Mercredi, Justin Trudeau a également haussé le ton en déplorant que ces premiers ministres se plaignent, attaquent et dupent les Canadiens pour des gains politiques. Les politiciens conservateurs ne disent pas la vérité, a-t-il tranché.

Justin Trudeau.

Le premier ministre Justin Trudeau

Photo : La Presse canadienne / ETHAN CAIRNS

Cette semaine, des économistes des quatre coins du pays ont par ailleurs senti le besoin de voler au secours des libéraux en signant une lettre ouverte déboulonnant cinq mythes tenaces sur la tarification carbone.

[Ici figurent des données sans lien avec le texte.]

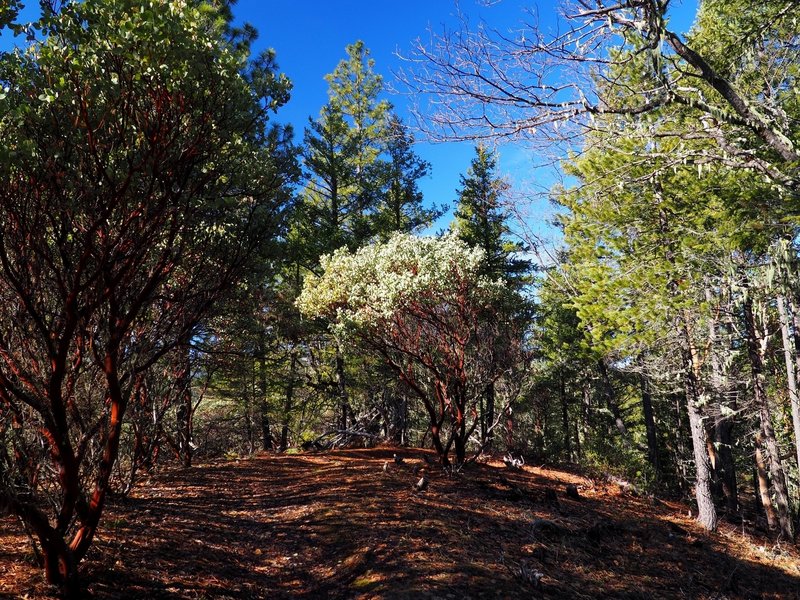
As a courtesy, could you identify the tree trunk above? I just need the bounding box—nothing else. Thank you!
[685,328,717,531]
[777,296,800,468]
[558,371,572,462]
[258,355,274,451]
[639,373,661,478]
[706,288,739,514]
[755,431,778,529]
[175,340,194,467]
[506,405,514,450]
[336,344,350,430]
[744,298,794,540]
[481,382,495,450]
[597,360,630,443]
[280,349,297,452]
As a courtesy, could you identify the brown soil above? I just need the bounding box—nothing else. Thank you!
[0,449,800,600]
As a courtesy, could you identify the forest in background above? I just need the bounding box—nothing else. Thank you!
[0,0,800,596]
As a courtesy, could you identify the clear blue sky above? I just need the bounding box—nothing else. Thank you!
[234,0,697,233]
[0,0,697,234]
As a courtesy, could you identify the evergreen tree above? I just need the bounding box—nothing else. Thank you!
[452,146,531,289]
[375,114,440,238]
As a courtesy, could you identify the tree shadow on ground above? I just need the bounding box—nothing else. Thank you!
[0,449,800,600]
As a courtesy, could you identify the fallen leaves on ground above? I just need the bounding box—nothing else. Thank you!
[0,448,800,600]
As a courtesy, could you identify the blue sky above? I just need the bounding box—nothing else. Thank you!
[234,0,697,234]
[0,0,697,237]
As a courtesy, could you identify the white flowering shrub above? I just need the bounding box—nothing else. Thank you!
[297,233,516,464]
[297,233,503,330]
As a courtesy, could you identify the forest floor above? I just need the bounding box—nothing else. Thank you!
[0,449,800,600]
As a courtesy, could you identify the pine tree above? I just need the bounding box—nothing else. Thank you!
[375,114,440,238]
[452,146,531,289]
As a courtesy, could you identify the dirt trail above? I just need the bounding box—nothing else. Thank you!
[0,449,800,600]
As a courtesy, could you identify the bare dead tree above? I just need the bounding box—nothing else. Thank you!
[398,0,800,195]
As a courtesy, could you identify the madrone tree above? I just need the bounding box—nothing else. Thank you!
[0,0,289,597]
[298,234,521,465]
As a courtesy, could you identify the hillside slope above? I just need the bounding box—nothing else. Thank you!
[0,449,800,600]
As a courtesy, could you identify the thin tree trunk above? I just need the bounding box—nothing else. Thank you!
[755,431,778,529]
[258,356,274,450]
[336,344,350,430]
[558,371,572,462]
[506,405,514,450]
[280,349,297,452]
[639,373,661,478]
[481,382,495,450]
[777,295,800,468]
[744,298,794,540]
[685,328,717,531]
[597,360,630,443]
[706,288,739,514]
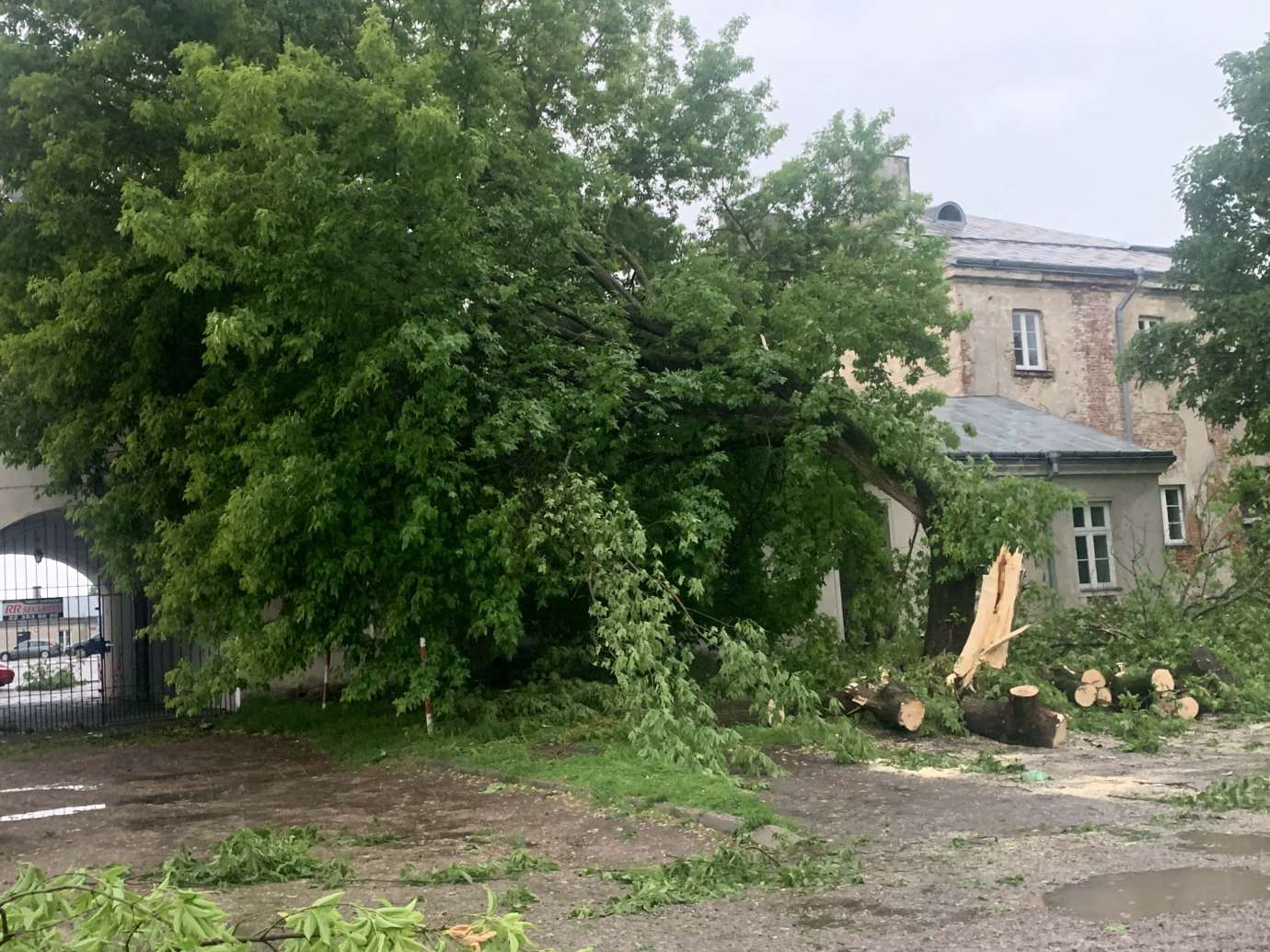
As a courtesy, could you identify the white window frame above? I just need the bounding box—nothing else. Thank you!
[1010,307,1045,371]
[1160,482,1189,545]
[1072,499,1119,591]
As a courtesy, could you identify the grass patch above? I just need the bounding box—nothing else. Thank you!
[159,826,352,888]
[572,841,863,919]
[224,698,783,828]
[1172,775,1270,814]
[401,846,560,886]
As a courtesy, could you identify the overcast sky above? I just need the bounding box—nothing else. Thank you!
[675,0,1270,245]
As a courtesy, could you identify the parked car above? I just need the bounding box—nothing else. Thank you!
[0,641,63,661]
[67,635,110,658]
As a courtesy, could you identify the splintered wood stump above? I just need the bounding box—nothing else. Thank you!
[1112,668,1176,704]
[1049,668,1099,707]
[837,681,926,732]
[962,684,1067,748]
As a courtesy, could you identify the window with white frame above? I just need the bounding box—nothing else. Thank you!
[1013,311,1045,371]
[1160,487,1186,545]
[1072,502,1115,589]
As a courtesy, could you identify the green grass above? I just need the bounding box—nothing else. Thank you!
[1173,775,1270,814]
[223,698,782,828]
[572,841,863,919]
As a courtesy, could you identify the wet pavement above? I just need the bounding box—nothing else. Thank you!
[0,726,1270,952]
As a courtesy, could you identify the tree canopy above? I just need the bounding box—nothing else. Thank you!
[1124,33,1270,453]
[0,0,1059,762]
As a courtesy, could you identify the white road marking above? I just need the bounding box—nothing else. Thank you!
[0,783,101,794]
[0,804,106,822]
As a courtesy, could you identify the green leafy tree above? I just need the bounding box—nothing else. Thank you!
[0,0,1071,763]
[1123,33,1270,453]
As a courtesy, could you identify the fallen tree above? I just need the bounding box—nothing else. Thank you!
[962,684,1067,748]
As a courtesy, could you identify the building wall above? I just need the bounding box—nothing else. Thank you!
[944,270,1230,538]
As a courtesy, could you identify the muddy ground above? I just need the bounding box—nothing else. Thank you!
[0,725,1270,952]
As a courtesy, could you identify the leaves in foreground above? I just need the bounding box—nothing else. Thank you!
[572,841,863,919]
[0,866,583,952]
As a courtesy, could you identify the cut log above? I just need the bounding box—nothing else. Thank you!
[962,684,1067,748]
[1049,668,1099,707]
[836,681,926,732]
[1150,693,1199,721]
[1183,645,1240,685]
[1112,668,1176,704]
[1080,668,1107,688]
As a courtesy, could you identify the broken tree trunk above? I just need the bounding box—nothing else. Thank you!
[1048,668,1099,707]
[962,684,1067,748]
[1183,645,1240,687]
[836,681,926,732]
[1112,668,1176,705]
[947,545,1027,691]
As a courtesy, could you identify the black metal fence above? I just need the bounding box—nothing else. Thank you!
[0,510,233,732]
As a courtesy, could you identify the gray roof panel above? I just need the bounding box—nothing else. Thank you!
[933,396,1172,460]
[926,206,1171,275]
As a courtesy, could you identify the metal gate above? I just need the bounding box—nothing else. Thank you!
[0,510,225,732]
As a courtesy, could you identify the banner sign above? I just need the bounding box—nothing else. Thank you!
[4,598,63,622]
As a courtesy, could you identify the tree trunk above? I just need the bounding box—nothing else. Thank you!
[1112,668,1175,707]
[922,552,979,656]
[835,682,926,732]
[1048,668,1099,707]
[962,684,1067,748]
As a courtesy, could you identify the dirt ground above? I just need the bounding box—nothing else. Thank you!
[0,725,1270,952]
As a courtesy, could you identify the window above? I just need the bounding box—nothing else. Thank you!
[1013,311,1045,371]
[1160,487,1186,545]
[1072,502,1115,589]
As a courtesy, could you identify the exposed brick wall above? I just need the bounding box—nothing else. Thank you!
[1071,288,1124,437]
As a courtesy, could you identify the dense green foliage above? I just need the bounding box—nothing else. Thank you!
[0,0,1062,771]
[1126,33,1270,453]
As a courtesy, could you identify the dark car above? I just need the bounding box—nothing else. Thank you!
[67,635,110,658]
[0,641,63,661]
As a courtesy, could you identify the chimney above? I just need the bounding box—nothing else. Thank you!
[882,155,912,198]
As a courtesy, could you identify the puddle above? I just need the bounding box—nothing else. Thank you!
[0,783,101,794]
[0,804,106,822]
[1177,831,1270,855]
[114,787,225,806]
[1044,868,1270,923]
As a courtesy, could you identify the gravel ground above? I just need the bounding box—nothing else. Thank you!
[0,725,1270,952]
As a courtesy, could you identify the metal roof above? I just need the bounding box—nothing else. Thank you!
[926,201,1171,275]
[933,396,1175,465]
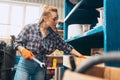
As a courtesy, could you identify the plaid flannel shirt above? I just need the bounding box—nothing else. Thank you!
[14,24,73,54]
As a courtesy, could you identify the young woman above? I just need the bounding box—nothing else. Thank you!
[14,6,82,80]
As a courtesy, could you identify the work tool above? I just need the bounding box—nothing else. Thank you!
[33,57,46,68]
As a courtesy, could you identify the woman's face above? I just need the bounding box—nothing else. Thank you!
[47,12,58,31]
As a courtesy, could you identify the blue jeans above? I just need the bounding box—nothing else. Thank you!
[14,57,45,80]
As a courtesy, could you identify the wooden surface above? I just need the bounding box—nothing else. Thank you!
[63,55,120,80]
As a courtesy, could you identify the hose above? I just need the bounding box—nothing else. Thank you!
[75,52,120,73]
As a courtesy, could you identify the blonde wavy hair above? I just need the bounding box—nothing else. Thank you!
[39,5,58,23]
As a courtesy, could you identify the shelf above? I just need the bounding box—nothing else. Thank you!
[66,9,100,24]
[65,26,104,55]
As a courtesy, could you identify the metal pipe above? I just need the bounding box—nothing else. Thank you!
[75,52,120,73]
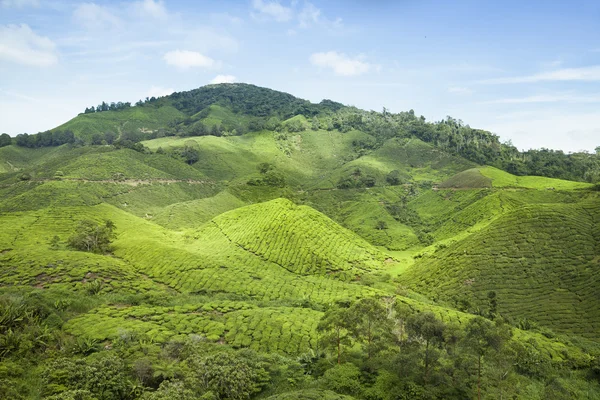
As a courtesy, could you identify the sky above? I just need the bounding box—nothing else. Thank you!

Ce qui me choque, c’est l'ensemble des mythes. On dirait que c'est une stratégie coordonnée, note en entrevue l’une des signataires de la lettre, Maya Papineau, de l’Université Carleton.

Si les conservateurs veulent atteindre nos cibles, oui, il y a d'autres méthodes, mais toutes les autres méthodes vont coûter plus aux ménages et plus à l’économie, note l’économiste.

Alors que Justin Trudeau Trudeau semble avoir perdu le premier round de la bataille du message sur la tarification du carbone, le prochain n’est pas nécessairement gagné pour Pierre Poilievre.

Pour l’instant, le chef conservateur n’a pas spécifié s’il maintiendrait les cibles de réduction des gaz à effet de serre du Canada ni comment il s’y prendrait concrètement pour lutter contre les changements climatiques.